Now, I've learned to take everything Joss says with a grain of salt, but there are times when he is sincere. And I've always had a problem with separating Joss from his work; in trying to see the text for itself instead of with the knowledge I have of the man who is the guiding force behind the text. I can do it. I can look at the show, see Buffy's storyline of being wide open, being hurt (forever blaming Angel here), closing herself off, and finally opening herself up to love again in the back end of season 7 (minus a stupid kiss in the last two episodes that doesn't fit in this trajectory, but don't get me started on that. You know how bad I will get). I can see this self-contained story, and appreciate it. Yay me.

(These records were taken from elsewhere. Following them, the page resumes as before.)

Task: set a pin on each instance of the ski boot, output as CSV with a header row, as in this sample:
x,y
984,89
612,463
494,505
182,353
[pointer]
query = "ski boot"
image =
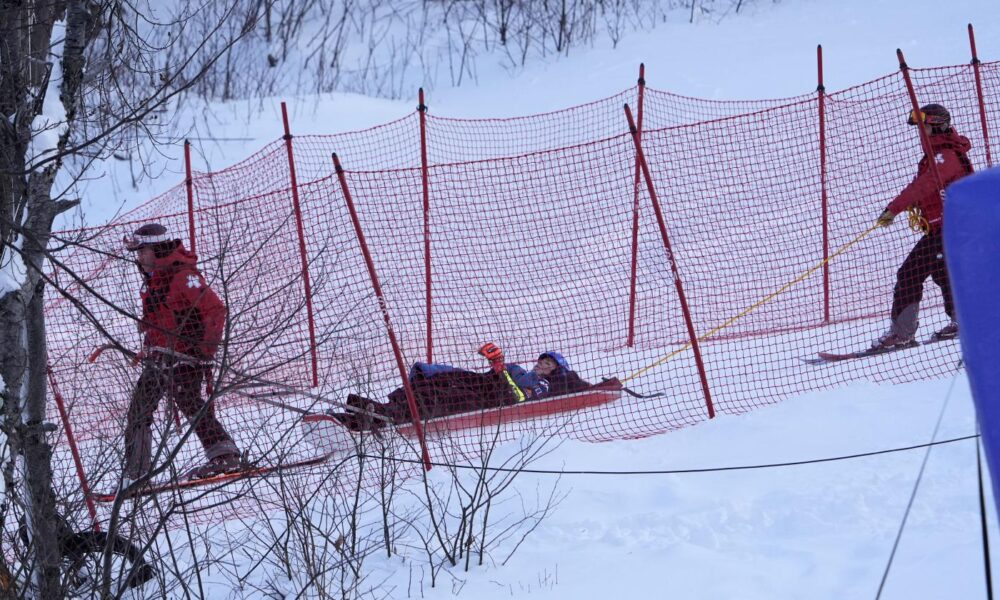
x,y
948,332
220,465
891,341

But then I begin to question the text. Why is Sunnydale so . . . white? Why are there so many literal and metaphorical dubious consent moments in the text? Wherefore art thou, Seeing Red? I look at the flaws in the text, and I get curious. What do I know about the background of the text that can explain why these flaws exist? And this is where I get hung up. I just can't leave the text alone; I have to question it. And my realization today is that I'm interrogating the text through the eyes of cultural theory, where context is everything, rather than literary theory, where text is all there is. My mind gets stuck on "what Joss was thinking" - is there so few people of color because Joss' feminism originates with his second-wave mother? What is he trying to say with issues of dubious consent? And what in God's green earth was he thinking when he gave the go ahead for Seeing Red, one of the clumsiest treatments of rape I've ever seen, and I used to read bodice rippers like it was my vocation - plenty of clumsy consent there.
I see the text with "the social, economic, and political systems in which the text was created" (to paraphrase my textbook), in mind. That is why it's so difficult for me to let the text speak for itself, because I've been trained to see the text as a product of a specific culture, not just something to be studied as is.
Here's another example: You can look at the comics as a contained text to be examined by itself, or you could look at it as something that was created at the height of the Edward and Bella Twilight phenomenon, and Buffy and Angel's glowhypnol'd lovey dovey-ness takes on new meaning. Maybe Joss is critiquing those tru wuv expectations by using his tru wuv pairing to destroy the world? Maybe he's commenting on the whole chaste vampire thing by having Buffy and Angel go at it like badly-drawn monkeys? You have to be aware of the change in the nature of vampire narratives that happened with Twilight, and I think Joss' Twilight can't be read without thinking of it in that context.
So, to paraphrase a post by
pocochina, if you see the text through "the author is dead" lenses, bully for you. It's difficult for me to do that, because I take the environment in which the text was created, what the creator has said about the text, and what the text has meant to the culture at large in mind when I analyze the text. Pocochina called this, in its extreme case where only what the creator says is important, the "Word of God" approach, from something on tvtropes.com. I don't see Joss as a God who should not be questioned, but he is one authority on the text that I can seek out to try and find meaning in a text. And even though I always thought I took the literary approach to text, I think I'm okay with my cultural theory approach. It is, after all, the approach most used in fandom studies, so it's probably a good thing that I see text that way.